The latest scandal concerns Cambridge Analytica, a data firm funded by the right-wing billionaire Robert Mercer that once included Steve Bannon on its board and was contracted by the Trump campaign to provide so-called “psychographic” models of the American electorate that would help guide the campaign’s digital operations. The most immediately gripping character in the Cambridge Analytica saga is Christopher Wylie, a 28-year-old savant who helped create Cambridge’s software but became disillusioned with its mission, later leaking documents to reporters showing that the company had improperly gathered its data from the profiles of 50 million Facebook users, the vast majority of which had not consented to making their information available. Wylie has pink hair and wears camo and futuristic sneakers, coming off a bit like the slick hacker antihero of a William Gibson novel—the “data nerd who came in from the cold,” as the Guardian memorably put it in a story about Wylie from Sunday. Wylie could not provide definitive proof that Trump’s team actually used Cambridge’s Facebook data, because he left the company before it joined the campaign; but, he said in a Today show interview, “What I do know was that this is the foundation of Cambridge Analytica—Cambridge Analytica was founded on misappropriated data.”
But Wylie is not the only Cambridge player who could have been pulled from the pages of dystopian sci-fi. Take, for instance, Aleksandr Kogan, a Russian-American academic in Cambridge University’s neuroscience department who actually collected the Facebook data on Cambridge Analytica’s behalf. (Bannon apparently chose the company’s name after it hired academics from the university to work there.) According to the Guardian and New York Times, under the auspices of academic research, Kogan created a personality quiz Facebook app that collected detailed private information about the people who took the quiz and their Facebook friends. Kogan then allegedly passed the information to Cambridge Analytica, violating the terms of his agreement with Facebook that it would be used only for his academic work. Making matters even shadier, Kogan’s scheme was apparently not even original: the Times and Guardian both reported that Kogan essentially copied the research methods of colleagues at the university’s Psychometrics Centre, who had declined to work with Cambridge Analytica when the company approached them.
Kogan is pretty low in the pecking order compared to Mercer, Bannon, or even Alexander Nix, Cambridge’s chief executive. But he does deserve notice as the guy who actually made their nefarious plan a reality. Also, the Guardian notes that Kogan has a post at St. Petersburg University in addition to his job at Cambridge University, where he has received grants from the Russian government to research social networks.

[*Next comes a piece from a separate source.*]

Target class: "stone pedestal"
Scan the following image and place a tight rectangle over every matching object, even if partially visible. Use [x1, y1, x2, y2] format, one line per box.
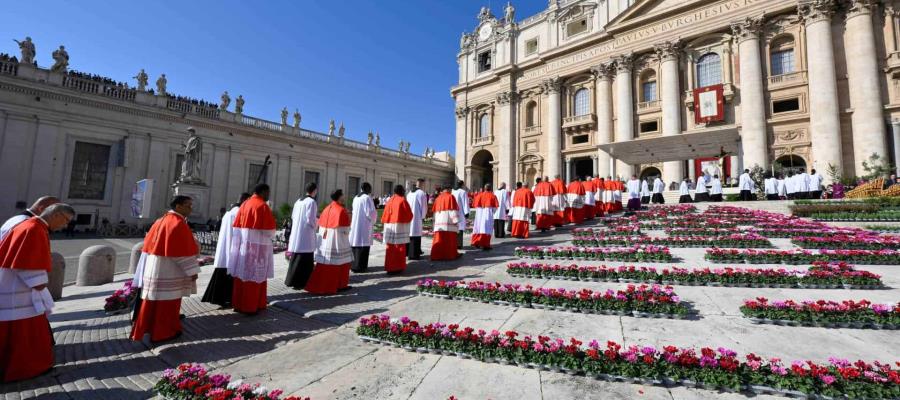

This revelation, along with some others—an advisory role to Cambridge occupied by Michael Flynn, who resigned as Trump’s national security advisor after lying about his contact with Russian officials; a pitch in Wylie’s leaked documents from Cambridge to Lukoil, a Russian oil producer with strong ties to the government there—make it easy to wonder whether the company is a link in the story of alleged Trump-Russia collusion.
Finally, there’s the business of Kogan’s name, which really seals his status as this story’s most bizarrely compelling lackey. He once legally changed it “to Dr Spectre, but has subsequently changed it back to Dr Kogan,” according to an eye-catching aside in the Guardian story. (The decision was apparently prompted somehow by Kogan’s marriage, though Spectre was not his wife’s maiden name, either. “We chose Spectre as a derivative of Spectrum,” he once wrote on Facebook.) With a name as ominous as Dr. Aleksandr Spectre, it’s almost as though his role as the executor of a plot to secretly harvest information about tens of millions of individuals in order to elect a vicious demagogue was destined in advance. The fact that he chose it for himself makes it even more cartoonishly evil. As in the case of Lousie Linton stroking giant sheets of dollar bills with black leather opera gloves, or Roger Stone dressing like the Penguin in Batman Returns, it’s like these people really relish playing the role of villain.